International health officials emphasized July 5 the disastrous social and economic impact that a pandemic of human influenza due to a mutation in the H5N1 virus would have on Cambodia.
Bird flu has claimed 191 human lives worldwide—seven in Cambodia—since it first appeared in 2003. But were the virus to mutate and become passable between humans, the death toll could reach millions, World Health Organization officials said during a disaster management conference in Phnom Penh.
In the case of a virus mutation, travel would likely be restricted and borders between countries may have to be closed, WHO technical officer Rodger Doran said July 5.
Because Cambodia imports all of its fuel, border closures would interrupt supplies. Communication would be inconsistent, and the electric grid and water supply would slowly collapse due to lack of fuel and maintenance, Doran said. Prices for commodities would skyrocket as black markets emerged, he said at the two-day conference that ended July 5.
In the aftermath, the country would still be ailing and a lengthy economic recovery period would follow.
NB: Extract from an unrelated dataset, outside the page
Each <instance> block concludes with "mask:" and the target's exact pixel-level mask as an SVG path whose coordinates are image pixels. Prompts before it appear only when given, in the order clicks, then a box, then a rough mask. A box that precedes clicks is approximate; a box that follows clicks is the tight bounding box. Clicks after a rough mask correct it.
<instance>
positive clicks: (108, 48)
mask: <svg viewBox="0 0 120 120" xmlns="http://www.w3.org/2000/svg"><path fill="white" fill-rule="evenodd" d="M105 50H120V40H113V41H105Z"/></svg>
Doran said it would take around three months for all of Cambodia to be exposed, and an estimated 30 percent of the population would contract the virus. This means that more than 4 million people would potentially be infected in a country where government hospitals provide a total of 8,000 beds and 2,000 doctors.
Ly Thuch, second vice president of the National Committee for Disaster Management, said his organization is “quite well prepared” for a human pandemic of avian influenza, although some details still need to be ironed out and the country needs $11 million to implement its action plan.
“We cannot avoid disaster, but we can do our best to minimize its impact,” he said.
Ross Savann, director general of the NCDM’s emergency coordination center, said the recent experience responding to the airplane crash in Kampot province had helped the center identify areas in need of improvement.